I returned home for two days, showed my face in the office, worked through an insane amount of emails and then made my routine trip to Ipswich on friday night. The duration of this journey I would rather not discuss, however for the sake of additional comment and questions - I spent a less than desirable amount of time in  incredibly long and solid queues on the M25 (I even turned Brian off and got out for a stretch. It was a carpark in the glorious sunshine) and was stuck behind all manner of idiots with an innate inability to drive and a complete misunderstanding of motorway etiquette.
So here is a polite notice to some of those drivers in particular -
Dear M25/ Friday night/ half term drivers,
When someone is stuck up your rear end in the middle lane and clearly wants to get past, and it is illegal to undertake, would you please use your iniative and move right on over. Now.
Thankyou

Of course, this comment is now over and shall never be mentioned again. Provided they all learn.


Frank and I, once we'd recovered from the aftermath of a Friday night cocktail party, ventured into Ipswich on a little shopping spree. Now I say 'spree'... it wasn't.  I gave up on my quest for high heeled tan sandals after about ten minutes ( I don't know what's happened to me, maybe the kidneys have had a life changing affect). Frank bought a pair of chinos.
Of the pair of us, it is quite obvious that I am the impulse buyer. To be honest, I think it should be a recognised medical condition. There have been many times when I have returned home laden with bags and a battered bank account only to find that months later these "had-to-have" purchase hang tagged and unworn in my wardrobe. But the receipts are missing. Covenient.

However Frank made the mammoth of all impulse purchases. Well maybe not the most mammoth, because it wasn't a supercar or a yacht, but an impressive impulse nonetheless.
We visited a food retailer whose corporate branding "Every little helps" suggests that even if dying from starvation, their value ketchup might save me from the white light at the end of the tunnel. Or maybe that saving 3p on a tin of beans will help those pennies in your bank account grow.

We went in for beer. Had we left with only beer then Frank's pockets might be a little heavier. But we didn't. We got sidetracked. Frank decided to fill little Brian with  a very large box containing a brand new 40" widescreen telly. And a new DVD player. Shower soap and three crates of beer.
Quite possibly  the most random of shopping baskets.
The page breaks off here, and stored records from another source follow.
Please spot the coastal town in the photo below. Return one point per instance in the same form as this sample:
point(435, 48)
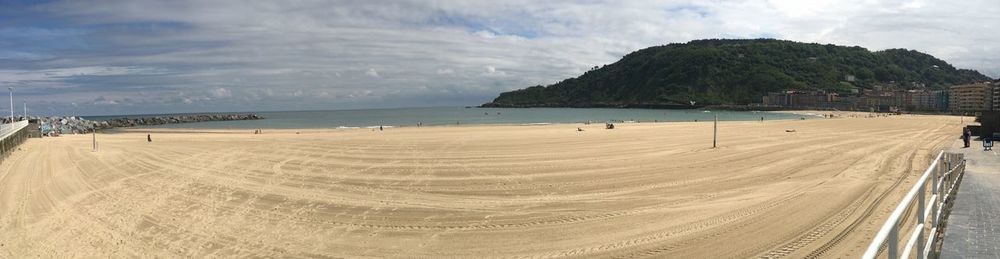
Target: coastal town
point(956, 99)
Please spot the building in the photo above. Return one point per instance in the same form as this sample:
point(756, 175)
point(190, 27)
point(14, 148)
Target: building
point(995, 105)
point(971, 97)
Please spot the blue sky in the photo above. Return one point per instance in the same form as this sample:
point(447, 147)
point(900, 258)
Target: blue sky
point(140, 56)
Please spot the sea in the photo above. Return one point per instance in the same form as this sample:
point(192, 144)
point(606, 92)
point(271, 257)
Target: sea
point(406, 117)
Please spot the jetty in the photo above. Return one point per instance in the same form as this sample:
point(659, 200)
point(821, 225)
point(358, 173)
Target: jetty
point(12, 135)
point(973, 229)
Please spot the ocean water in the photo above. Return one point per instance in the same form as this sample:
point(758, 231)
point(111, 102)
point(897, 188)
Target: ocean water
point(403, 117)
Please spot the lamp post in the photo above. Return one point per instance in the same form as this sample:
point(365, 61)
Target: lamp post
point(11, 103)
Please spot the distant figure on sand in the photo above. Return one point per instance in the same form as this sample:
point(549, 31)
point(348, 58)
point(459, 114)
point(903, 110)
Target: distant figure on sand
point(966, 134)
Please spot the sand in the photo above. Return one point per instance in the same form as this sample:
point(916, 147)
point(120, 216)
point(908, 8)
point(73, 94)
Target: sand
point(641, 190)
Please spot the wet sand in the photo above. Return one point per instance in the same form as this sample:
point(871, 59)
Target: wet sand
point(641, 190)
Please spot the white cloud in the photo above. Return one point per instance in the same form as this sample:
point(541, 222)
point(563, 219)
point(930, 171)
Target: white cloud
point(220, 92)
point(445, 71)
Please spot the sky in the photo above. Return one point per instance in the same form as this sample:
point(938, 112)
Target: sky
point(108, 57)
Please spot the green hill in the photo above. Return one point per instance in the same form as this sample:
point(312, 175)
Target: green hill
point(738, 72)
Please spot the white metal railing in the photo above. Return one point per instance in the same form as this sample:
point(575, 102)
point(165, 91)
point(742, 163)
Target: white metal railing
point(9, 128)
point(943, 173)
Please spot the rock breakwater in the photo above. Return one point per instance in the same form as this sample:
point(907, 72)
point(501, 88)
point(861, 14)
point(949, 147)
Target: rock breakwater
point(77, 125)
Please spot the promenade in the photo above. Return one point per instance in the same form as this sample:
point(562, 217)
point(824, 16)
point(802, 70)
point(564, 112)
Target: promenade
point(974, 225)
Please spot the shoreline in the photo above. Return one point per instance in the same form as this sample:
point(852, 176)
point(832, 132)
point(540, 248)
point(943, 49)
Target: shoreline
point(625, 122)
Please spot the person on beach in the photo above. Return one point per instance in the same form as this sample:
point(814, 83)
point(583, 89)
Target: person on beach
point(966, 135)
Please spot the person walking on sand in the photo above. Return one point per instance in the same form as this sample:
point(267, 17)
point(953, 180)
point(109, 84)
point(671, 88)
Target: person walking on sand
point(966, 135)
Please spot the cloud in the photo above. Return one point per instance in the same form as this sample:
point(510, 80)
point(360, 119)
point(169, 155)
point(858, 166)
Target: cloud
point(187, 55)
point(220, 92)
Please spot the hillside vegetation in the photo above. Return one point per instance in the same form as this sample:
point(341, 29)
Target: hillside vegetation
point(738, 72)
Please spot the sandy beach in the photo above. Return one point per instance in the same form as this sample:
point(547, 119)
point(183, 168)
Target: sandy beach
point(640, 190)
Upon returning to the homestead, I allowed Frank to begin assembling and playing with his new toy. I cooked dinner. Oh Germaine Greer would be proud.
Frank developed a man crush. His new gadget fed him sports scores. Showed him other gadgets he would definitely need. Allowed him to surf the internet. Watch week old programmes on iPlayer. But it didn't fetch ice cold beer from the fridge. I did this. And poured it.

Frank, I now know how you feel when I buy a beautiful new pair of shoes, which I haven't done for quite some time but I feel that in order to fill the temporary boyfriend shaped void in my life I will need to fill it with a small pair of shoe-shaped purchases.

N.B This man crush will be over next week, once the boys have gawped at the telly and drunk all the beer. Once Frank realises that he can't have a conversation with an intellectual programme he shall come back to me... I shall welcome him back with open arms and new shoes on my feet.